This Time Last Year
Earlier
Home
1/5/05--It's Chelsea's birthday.  I did that essay competition for juniors, but I think mine was kind of bad.  Not much interesting...the new library isn't open yet, so I'm not working this week, so I can go to her birthday, which is good.  I'm exhausted; I can't sleep these days.  A Numerology report said that this year I am going to be more in touch with reality, and driven and devoted to goals and it'll be good and prepare me for a year of changes next year.  Which makes sense.
1/5/04--That stupid, horrible, evil Huck Finn project was due the next day. Ali stayed at my house until like eleven working on hers with me, and then we were both up really late writing the explanation essays, and I was up until past three, up again at five something, and I had to stay home b/c of the complete lack of sleep and I was in hysterics.

12:44 am 11/27/04--Finished the Chitra Banerjee Divakaruni book [haha, Mrs. Ajavon, "Doors"] and am philosophizing about the Story.  And seeing as now it's actually 1:14, I'm not even making sense at the end.  At least, not as much sense as I'd like to.
Right now, I am cold, I am exhausted--again, and I am beginning to feel the stirrings of hunger.  I am lonely, but I am content. 
Everything has happened yet nothing has happened, and taking everything into consideration, This Time This Year is an improvement from This Time Last Year.  Not because of the excitement, or happiness, or anything I'm feeling right now, but because I have so much to show for it.  No matter the sadness, what has happened in the past year has overall been for the best.

12:44 am 11/27/04--I was presumably asleep.  When I awoke, preparations for Thanksgiving dinner with the Geyer family would begin.  My life was dominated by a growing friendship, but more consciously by an all-consuming, four year old crush only fully accepted less than a year before.  I wrote poetry, but that was all.  I had no idea what we would write, what I would write.  No idea where the world would take me, us, everyone.  No idea the confusion and tears and pride and doubt and satisfaction that were to come.  No idea what the year held for me, or for Ali, or for anyone.  For this afternoon, or maybe evening, we were to begin writing what would grow into a two hundred sixty-three page novel (at its first entry into the computer); we were to set ourselves on a path that would lead to bouts of insanity--memories of dreams, of nothing, whose desires would conflict with what others knew to be reality. 
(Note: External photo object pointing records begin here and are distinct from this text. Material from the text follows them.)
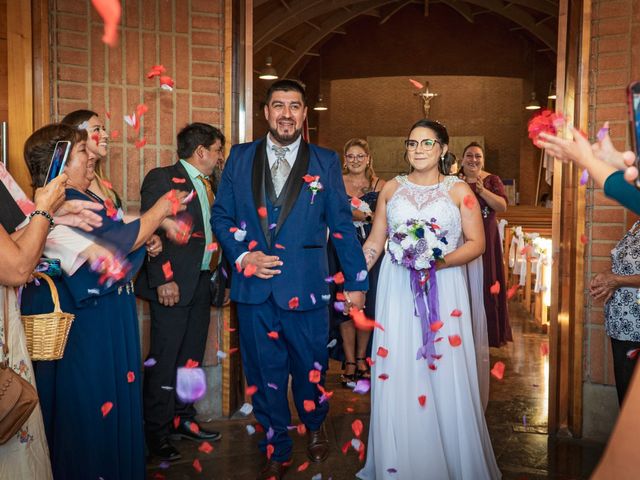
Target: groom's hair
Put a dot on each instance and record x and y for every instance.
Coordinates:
(286, 85)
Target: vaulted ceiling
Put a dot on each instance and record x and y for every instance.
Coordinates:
(292, 31)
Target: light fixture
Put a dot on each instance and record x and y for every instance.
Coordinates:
(268, 73)
(320, 106)
(533, 104)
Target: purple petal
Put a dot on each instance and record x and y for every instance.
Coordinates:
(584, 177)
(191, 384)
(363, 386)
(150, 362)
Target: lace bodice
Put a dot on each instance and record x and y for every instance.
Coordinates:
(411, 201)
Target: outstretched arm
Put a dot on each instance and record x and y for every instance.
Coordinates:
(374, 245)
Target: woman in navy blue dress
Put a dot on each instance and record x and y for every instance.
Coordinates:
(363, 185)
(91, 398)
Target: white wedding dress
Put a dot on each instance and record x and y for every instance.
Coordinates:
(446, 438)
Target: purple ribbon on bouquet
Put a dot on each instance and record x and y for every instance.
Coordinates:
(425, 302)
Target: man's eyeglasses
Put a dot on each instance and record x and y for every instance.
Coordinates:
(427, 144)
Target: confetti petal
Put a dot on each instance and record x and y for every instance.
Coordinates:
(106, 408)
(110, 11)
(498, 370)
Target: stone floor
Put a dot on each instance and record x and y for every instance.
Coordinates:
(516, 416)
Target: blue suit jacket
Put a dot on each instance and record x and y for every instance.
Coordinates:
(301, 228)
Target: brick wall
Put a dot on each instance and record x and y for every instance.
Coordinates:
(186, 36)
(614, 63)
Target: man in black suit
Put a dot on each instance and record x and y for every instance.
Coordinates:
(177, 285)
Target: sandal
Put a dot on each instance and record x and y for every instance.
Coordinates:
(363, 373)
(348, 380)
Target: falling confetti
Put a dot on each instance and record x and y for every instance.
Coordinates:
(110, 11)
(106, 408)
(498, 370)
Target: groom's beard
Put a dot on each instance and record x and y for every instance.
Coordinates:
(285, 140)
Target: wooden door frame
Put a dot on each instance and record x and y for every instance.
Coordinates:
(567, 295)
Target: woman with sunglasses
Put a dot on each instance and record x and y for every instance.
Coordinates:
(427, 419)
(363, 187)
(492, 198)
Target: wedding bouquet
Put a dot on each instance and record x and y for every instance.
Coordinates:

It seems that this was a pivotal day in my life.  The birth of the story, The Story that drew us together inseparably.  Except really, it only strengthened the threads that already bound us, reinforced what was already so there.  For even without the Story, we were best friends, we were kindred spirits.  I could say that the Story led to our closeness, our periodic oneness of mind, our lives intertwined--as sisters.  But then again, I sat down next to her on the first day of high school, choosing Ali over all the people I already knew.  I wanted her to be the first to know my secrets, long, long,
long before the Story was even forming.  It was she who I could trust, who I could be more comfortable around. 
I could declare the birth of the Story to be the beginning of a new year of my life, could name November 27th my New Year.  But then again, we would have become sisters no matter what.  We'd become so close before the Story.  And we met each other over a year before.  Without that there would be nothing.  Does that make August 27th the beginning of a new year, in my life, and Ali's life?  But there's the day we shared every dream we had in our recollections, there's the day we finished the Story and were sick for three days, there's the night we snuck down to the beach and became sisters in blood--there's so much, I can't even list it right now. 
A more significant New Year's Day for me, or for us?  What meaning has one day when every day is the beginning of a new year?  Every day is important and every day something changes.  Maybe we should just try to make every day worthy of starting a new year.